Effect of biomass type, heating rate, and sample size on microwave-enhanced fast pyrolysis product yields and qualities
Here, the products from fast pyrolysis of biomass are variable and highly dependent upon biomass composition, particle size and geometry, and operating conditions. To better understand the interconnection of biomass characteristics and fast pyrolysis products, a microwave-enhanced fast pyrolysis (MEFP) reactor was constructed. The use of microwave heating under consistent reaction conditions can help to elucidate the primary effects of the original material’s composition on the product yield. This work screens thirty three biomass (33) materials and blends, including woody feedstock, with and without bark, agricultural residues, and herbaceous energy crops, for fast pyrolysis liquid yields. The highest liquid yields were obtained from lumber (66.2 wt%) and tulip poplar (64.9 wt%), while the lowest yields was obtained from sorghum (47.8 wt%) and corn stover harvested in single-pass collection (48.5 wt%).
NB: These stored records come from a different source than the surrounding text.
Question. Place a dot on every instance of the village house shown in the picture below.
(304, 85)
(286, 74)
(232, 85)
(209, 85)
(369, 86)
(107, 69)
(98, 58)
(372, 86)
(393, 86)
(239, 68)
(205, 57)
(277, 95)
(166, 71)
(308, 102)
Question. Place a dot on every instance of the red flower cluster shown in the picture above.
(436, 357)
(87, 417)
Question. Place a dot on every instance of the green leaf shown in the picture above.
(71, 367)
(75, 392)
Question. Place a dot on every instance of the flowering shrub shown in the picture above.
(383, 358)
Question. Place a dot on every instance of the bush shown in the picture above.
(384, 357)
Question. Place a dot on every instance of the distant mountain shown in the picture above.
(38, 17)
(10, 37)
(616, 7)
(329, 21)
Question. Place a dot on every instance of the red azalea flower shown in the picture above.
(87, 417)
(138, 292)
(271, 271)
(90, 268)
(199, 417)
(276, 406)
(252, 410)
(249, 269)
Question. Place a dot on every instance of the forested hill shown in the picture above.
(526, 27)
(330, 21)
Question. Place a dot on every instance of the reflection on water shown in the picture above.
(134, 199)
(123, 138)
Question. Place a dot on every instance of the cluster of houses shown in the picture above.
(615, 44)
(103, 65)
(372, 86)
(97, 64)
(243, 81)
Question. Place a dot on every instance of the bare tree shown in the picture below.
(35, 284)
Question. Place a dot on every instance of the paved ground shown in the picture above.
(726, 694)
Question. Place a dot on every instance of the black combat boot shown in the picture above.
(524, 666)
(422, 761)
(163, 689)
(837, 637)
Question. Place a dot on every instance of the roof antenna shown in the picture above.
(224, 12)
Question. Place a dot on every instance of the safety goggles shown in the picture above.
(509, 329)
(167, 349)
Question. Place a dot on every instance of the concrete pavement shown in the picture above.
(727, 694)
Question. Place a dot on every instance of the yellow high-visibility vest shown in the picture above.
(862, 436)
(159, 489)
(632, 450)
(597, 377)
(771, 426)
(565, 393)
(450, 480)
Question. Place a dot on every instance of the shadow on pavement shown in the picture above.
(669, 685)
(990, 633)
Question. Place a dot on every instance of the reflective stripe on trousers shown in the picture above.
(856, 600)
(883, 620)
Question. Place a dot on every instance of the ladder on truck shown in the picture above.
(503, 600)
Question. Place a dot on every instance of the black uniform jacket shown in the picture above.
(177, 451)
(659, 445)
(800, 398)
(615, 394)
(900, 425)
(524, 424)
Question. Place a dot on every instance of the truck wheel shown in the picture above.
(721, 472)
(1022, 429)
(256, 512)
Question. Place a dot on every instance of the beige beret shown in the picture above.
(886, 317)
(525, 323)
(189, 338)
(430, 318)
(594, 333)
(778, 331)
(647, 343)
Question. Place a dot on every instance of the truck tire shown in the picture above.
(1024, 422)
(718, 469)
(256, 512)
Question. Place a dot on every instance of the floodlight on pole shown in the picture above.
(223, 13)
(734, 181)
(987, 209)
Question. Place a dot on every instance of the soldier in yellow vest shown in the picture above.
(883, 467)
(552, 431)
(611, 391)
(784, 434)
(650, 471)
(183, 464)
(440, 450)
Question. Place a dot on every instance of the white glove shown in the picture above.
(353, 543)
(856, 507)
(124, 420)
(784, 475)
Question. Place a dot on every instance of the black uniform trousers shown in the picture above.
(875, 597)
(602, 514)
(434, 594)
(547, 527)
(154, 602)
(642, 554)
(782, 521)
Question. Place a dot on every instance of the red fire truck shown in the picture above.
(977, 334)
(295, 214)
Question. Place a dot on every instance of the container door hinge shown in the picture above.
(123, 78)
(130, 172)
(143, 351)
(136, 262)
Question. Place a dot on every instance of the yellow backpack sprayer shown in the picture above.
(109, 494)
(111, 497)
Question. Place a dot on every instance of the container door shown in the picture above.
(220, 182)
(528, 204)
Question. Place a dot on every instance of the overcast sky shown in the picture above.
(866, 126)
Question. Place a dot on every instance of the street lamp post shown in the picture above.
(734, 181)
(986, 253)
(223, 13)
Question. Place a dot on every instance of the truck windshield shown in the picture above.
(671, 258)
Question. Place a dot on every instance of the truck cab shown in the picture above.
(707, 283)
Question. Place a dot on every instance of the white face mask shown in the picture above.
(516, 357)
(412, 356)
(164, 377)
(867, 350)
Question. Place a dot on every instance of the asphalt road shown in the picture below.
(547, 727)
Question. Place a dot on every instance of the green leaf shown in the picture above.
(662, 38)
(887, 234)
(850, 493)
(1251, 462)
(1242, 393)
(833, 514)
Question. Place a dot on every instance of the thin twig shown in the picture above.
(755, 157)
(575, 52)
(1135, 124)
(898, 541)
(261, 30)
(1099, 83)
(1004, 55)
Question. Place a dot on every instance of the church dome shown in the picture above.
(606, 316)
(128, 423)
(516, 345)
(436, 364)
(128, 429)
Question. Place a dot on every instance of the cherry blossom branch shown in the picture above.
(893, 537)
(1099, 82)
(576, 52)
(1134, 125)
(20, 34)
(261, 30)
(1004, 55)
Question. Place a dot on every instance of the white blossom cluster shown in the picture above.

The liquid yields obtained from the reactor were repeatable with an average standard deviation of 1.4 wt% (average 2.5% relative standard deviation). The reactor was able to achieve heating rates up to 200 °C/s, although greater product yield was not observed beyond a threshold of approximately 10 °C/s. Reasonable qualitative agreement was achieved between MEFP yields and yields from a circulating fluidized bed reactor using the same biomass samples (R2 between 0.78 and 0.85, depending upon how the results are weighted), suggesting that the MEFP can be used as a screening device to select samples and conditions that will maximize the impact from tests performed in larger, continuous conversion systems. MEFP tests have a further advantage in that the microwave heating, which is internal to the particles, facilitates separating the effects of physical heat transfer from those of chemical reaction kinetics for improved understanding of the fundamental polymer deconstruction mechanisms that produce oils from solid feedstocks. Multivariate regression of the pyrolysis yields with over 20 feedstock properties and compositional analysis results indicate that the aggregated alkali and alkali Earth metals (primarily K and Na, along with Ca and Mg) accounted for the most variability among the resulting liquid yields (R2 of 0.71). Volatile matter reduced the most variability among the residuals, and increased the coefficient to an R2 of 0.85. Leave-one-out cross-validation of the one and two-parameter models resulted in an R2 of 0.66 and 0.80 respectively.
- Research Organization:
- Idaho National Lab. (INL), Idaho Falls, ID (United States)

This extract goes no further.